Tuesday, January 08, 2008

Iraq: Is Peace Breaking Out?

Here’s our latest monthly, highly abbreviated version of the Iraq Index, published and updated twice a week by Michael O'Hanlon of the Brookings Institution:




Americans Killed in Action, Iraq (monthly average)
2003: 32
2004: 59
2005: 56
2006: 58
2007: 63
December: 17

Americans Killed in Action, Vietnam (monthly average)
1965: 128*
1966: 420
1967: 767
1968: 1140
1969: 785
____
* = First U.S. combat troops arrived in Vietnam, 5.3.65
Vietnam table compiled by Galen Fox using Defense Department sources.

Crude Oil Production (m. bbls./day)

Prewar Peak: 2.50
Goal: 2.10 (Revised downward, 1/07)
actual: 2.42 (12/07)

Electricity (megawatts)

Prewar: 3,958
Goal: 6,000
actual: 4,240 (12/07)

Since our last monthly report, the American KIA total dropped to its lowest level since February 2004, before Abu Ghraib, before the Mahdi army got going, back to the time al-Qaeda was just organizing its Iraqi insurgency. The KIA total for the past three months is similarly lower than any three months since December 2003-February 2004. For the year 2007, a year that included some of the war's worst months for American KIA, the monthly average is down to 63, in line with the two-a-day average for every year since the war's first. But American KIA in December, of course, averaged only one every two days. This is remarkable. [Please note: the number of KIA is almost always lower than the media-reported total of American deaths, which covers all causes, including non-hostile. Our Iraq and Vietnam figures are KIA only.]

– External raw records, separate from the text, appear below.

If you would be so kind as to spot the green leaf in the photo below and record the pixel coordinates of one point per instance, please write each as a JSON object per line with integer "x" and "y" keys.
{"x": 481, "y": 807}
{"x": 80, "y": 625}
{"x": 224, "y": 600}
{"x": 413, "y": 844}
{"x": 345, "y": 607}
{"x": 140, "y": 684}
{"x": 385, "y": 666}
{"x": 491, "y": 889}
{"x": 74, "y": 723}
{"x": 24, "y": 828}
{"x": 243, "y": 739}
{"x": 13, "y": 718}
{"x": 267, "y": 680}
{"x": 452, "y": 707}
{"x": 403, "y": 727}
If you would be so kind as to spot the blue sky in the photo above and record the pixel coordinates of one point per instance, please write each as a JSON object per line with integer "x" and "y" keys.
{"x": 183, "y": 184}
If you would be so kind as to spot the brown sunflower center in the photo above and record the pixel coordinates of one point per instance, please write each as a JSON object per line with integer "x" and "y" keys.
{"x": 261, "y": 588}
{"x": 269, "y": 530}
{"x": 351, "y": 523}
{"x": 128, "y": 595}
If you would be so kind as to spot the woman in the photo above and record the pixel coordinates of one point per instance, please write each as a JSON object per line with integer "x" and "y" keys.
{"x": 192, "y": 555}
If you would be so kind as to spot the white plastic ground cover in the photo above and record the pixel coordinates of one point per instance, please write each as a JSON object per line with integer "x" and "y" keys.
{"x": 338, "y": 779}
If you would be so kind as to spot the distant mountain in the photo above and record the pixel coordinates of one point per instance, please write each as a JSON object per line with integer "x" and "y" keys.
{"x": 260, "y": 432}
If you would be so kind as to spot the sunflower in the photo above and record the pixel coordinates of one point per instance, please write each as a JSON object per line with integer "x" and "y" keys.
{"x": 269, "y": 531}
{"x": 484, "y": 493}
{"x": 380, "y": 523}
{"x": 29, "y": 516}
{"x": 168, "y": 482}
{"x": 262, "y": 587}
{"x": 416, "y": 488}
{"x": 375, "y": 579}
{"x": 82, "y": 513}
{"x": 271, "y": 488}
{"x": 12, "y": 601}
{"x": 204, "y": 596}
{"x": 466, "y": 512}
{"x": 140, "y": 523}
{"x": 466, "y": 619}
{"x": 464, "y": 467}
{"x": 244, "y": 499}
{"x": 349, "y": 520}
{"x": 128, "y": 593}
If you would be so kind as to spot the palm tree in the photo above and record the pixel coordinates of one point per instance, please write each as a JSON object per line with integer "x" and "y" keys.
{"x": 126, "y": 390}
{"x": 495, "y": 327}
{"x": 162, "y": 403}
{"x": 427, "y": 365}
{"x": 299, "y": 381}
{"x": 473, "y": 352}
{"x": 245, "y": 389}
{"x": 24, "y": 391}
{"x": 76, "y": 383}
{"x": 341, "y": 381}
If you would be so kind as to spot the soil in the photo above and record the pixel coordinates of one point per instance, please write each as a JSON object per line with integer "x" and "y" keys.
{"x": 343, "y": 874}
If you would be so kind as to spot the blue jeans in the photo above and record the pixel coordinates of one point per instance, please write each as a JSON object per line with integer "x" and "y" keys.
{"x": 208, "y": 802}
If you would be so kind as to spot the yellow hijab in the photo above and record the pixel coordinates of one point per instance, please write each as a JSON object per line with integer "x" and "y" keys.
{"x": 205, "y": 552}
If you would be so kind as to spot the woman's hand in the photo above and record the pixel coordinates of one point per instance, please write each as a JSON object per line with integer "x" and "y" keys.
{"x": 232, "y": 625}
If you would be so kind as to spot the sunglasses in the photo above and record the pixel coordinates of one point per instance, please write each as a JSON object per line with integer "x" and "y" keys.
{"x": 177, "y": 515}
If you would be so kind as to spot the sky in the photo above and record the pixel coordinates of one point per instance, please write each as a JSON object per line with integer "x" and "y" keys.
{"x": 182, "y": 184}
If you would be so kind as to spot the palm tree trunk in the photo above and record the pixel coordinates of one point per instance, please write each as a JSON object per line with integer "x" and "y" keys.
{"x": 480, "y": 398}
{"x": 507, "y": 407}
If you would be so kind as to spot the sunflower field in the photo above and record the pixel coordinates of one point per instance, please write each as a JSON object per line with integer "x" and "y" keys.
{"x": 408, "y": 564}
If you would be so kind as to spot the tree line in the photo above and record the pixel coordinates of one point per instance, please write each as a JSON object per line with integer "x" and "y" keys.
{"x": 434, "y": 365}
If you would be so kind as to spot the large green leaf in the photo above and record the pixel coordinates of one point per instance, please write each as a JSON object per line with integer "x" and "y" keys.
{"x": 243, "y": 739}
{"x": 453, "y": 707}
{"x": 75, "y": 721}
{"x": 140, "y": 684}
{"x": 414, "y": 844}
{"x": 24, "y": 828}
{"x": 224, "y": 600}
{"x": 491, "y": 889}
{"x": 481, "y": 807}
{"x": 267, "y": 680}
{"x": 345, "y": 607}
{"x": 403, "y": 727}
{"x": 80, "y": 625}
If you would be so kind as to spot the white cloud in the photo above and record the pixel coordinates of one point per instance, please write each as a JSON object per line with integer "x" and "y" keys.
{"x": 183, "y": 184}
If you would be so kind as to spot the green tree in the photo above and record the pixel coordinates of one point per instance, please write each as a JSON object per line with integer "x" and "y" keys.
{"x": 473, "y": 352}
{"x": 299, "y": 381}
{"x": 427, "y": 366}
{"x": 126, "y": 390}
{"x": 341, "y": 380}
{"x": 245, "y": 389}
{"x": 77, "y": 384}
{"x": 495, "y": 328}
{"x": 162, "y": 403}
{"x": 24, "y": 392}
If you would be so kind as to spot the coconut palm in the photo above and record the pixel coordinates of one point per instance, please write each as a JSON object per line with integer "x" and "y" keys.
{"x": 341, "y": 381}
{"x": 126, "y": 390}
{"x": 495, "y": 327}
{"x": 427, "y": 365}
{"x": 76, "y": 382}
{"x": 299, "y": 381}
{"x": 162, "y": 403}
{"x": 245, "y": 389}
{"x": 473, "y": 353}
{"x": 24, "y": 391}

Our other indicators continue to show success. Oil output is up to its highest daily total since October 2005, and is the fifth-highest oil daily output average for any month since the war began. Revenue from oil exports continues to rise for the previous month's output, though November's total was below October's record. As for electricity, output is also up for December--rising from 4,120 megawatts to 4,240 megawatts. For the July-December half year, electricity remained above 4,000 megawatts each month, unprecedented for any half year period since the war began.

Detractors point to the surge's failure to hit political targets set by Bush a year ago. It's true the major national targets--passage of laws to share oil revenue, to hold provincial elections, and to achieve de-Baathification--are all unmet. But what's happened is that informally, power and revenue are making their way to Kurdish and Sunni hands, thus achieving bottom-up the objectives we were trying to force top-down on Iraq's government last January.